The conversation then veered towards press freedom and the freedom of expression. In this context, Dr Venkatachalapathy spoke of how the Madras Dramatic Performance Act of 1954 was legislated to suppress just one man – M R Radha. He, of course, was not in any way deterred by it and he fought it tooth and nail, first by demanding that the notices sent to him be in Tamil and not English, and later by stating that everyone who came to his plays thoroughly enjoyed them and so those who did not like them or considered them offensive were best advised to stay away!

Radha was not the first to be suppressed. One of the earliest instances of the Indian Penal Code being used for suppressing a book on grounds of obscenity was in 1910 when Bangalore Nagarathnamma published Muddu Palani’s 17th Century erotic classic, Radhika Santwanamu. After Sriram had finished narrating the tale behind this, Dr Venkatachalapathy took up the thread and spoke of how even chapbooks were suppressed the same way for seditious content. Both speakers agreed that the content in many of these cheap publications were important sources of the city’s history. The topics largely centred on murders, dacoities and other sensations but there were others such as the People’s Park Vazhi Nadai Chindu that traces the route from George Town to Mylapore in the early 1900s. Sriram then disclosed as to how he has walked the entire stretch as depicted in the chindu and during the four-hour journey discovered that a large part of what was described in the song was still standing!
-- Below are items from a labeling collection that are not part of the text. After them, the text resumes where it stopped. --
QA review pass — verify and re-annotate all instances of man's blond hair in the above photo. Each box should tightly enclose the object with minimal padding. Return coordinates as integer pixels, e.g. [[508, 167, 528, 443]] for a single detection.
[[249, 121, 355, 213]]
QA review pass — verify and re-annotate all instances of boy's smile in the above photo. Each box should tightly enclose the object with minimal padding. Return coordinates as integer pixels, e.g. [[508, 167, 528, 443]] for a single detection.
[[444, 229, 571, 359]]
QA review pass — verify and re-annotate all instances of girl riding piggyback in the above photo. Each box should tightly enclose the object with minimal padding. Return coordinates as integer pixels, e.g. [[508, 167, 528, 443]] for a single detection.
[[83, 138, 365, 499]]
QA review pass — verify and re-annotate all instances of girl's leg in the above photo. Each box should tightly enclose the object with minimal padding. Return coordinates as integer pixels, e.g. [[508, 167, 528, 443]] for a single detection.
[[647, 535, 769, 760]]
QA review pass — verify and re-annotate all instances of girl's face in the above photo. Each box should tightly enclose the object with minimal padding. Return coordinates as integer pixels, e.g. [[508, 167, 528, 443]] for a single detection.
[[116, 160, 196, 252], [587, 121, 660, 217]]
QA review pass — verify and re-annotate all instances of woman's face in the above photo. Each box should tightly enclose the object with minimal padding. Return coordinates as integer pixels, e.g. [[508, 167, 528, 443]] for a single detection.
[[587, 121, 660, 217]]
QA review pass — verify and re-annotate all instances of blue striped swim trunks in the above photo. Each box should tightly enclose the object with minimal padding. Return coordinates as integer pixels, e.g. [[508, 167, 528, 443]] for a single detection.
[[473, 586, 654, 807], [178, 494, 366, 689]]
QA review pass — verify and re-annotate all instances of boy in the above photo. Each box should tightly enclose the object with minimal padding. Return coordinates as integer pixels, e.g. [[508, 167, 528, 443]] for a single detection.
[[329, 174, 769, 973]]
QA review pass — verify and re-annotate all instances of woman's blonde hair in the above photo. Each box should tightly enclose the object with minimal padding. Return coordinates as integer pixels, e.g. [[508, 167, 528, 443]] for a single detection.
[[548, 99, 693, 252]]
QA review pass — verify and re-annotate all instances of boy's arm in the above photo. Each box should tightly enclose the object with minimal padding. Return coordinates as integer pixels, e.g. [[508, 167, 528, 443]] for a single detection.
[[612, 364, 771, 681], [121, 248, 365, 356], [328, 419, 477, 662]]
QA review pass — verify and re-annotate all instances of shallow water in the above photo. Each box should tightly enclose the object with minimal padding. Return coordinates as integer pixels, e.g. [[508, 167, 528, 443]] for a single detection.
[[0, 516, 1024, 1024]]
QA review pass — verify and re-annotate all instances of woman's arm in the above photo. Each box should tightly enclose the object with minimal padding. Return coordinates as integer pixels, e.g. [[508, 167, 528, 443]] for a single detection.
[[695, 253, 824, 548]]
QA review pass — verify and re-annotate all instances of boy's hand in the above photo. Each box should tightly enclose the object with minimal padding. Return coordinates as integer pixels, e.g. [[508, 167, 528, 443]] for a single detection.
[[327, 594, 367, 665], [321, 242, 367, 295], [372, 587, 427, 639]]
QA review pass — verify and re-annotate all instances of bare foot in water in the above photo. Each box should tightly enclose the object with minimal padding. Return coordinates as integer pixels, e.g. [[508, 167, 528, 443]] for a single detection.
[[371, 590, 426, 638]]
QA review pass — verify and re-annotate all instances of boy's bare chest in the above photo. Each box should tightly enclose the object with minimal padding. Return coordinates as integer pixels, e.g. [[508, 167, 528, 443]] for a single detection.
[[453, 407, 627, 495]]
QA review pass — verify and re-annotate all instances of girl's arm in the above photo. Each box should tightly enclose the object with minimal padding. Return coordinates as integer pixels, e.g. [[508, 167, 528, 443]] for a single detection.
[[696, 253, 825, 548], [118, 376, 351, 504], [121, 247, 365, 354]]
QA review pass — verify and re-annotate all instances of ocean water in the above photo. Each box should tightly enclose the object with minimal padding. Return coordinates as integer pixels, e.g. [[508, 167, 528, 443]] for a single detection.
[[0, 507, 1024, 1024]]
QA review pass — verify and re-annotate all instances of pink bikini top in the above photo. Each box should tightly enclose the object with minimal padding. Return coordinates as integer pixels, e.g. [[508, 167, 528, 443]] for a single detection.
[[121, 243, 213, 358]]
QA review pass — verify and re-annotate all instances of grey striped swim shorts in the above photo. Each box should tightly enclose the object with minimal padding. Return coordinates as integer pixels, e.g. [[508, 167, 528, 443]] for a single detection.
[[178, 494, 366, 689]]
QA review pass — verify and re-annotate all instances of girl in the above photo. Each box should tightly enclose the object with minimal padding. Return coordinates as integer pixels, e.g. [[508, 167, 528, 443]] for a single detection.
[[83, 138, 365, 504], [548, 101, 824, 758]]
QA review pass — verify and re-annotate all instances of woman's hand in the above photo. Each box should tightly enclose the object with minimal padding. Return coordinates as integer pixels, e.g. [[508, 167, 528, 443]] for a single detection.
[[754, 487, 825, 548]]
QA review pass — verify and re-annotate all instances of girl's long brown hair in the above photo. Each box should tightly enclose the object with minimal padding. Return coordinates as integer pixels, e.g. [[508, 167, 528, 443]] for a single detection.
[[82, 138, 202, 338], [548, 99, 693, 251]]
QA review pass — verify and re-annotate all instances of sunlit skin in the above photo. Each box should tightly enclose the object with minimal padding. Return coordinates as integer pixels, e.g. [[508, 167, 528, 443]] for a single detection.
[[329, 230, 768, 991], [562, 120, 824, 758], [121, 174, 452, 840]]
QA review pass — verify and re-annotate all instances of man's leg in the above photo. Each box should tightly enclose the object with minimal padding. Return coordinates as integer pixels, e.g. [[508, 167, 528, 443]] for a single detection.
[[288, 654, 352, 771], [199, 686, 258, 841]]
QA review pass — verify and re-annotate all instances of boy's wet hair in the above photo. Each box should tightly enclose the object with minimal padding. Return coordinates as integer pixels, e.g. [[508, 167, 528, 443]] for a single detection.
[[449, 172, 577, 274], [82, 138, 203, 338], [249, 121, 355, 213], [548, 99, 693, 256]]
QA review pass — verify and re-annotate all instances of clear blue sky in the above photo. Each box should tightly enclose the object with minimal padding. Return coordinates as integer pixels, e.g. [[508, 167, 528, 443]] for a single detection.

Dr Venkatachalapathy related how the chapbooks survived despite being printed on cheap paper. When the information contained in them were no longer current, they were bound together and sold as compilations. These were painstakingly bought by the Government, which seriously studied them for harmful content and then filed them away. Several of these are in British archives now, though the Roja Muthiah Research Library in Chennai also has a good selection. Both speakers suggested that researchers should go through these in detail to unearth more nuggets on Chennai.

The time allotted for the talk being just about 20 minutes, it ended even before it began. A ten-minute question-answer session followed wherein many reminisced about the city they had grown up with and how it had changed. Perhaps that too would make for a good history!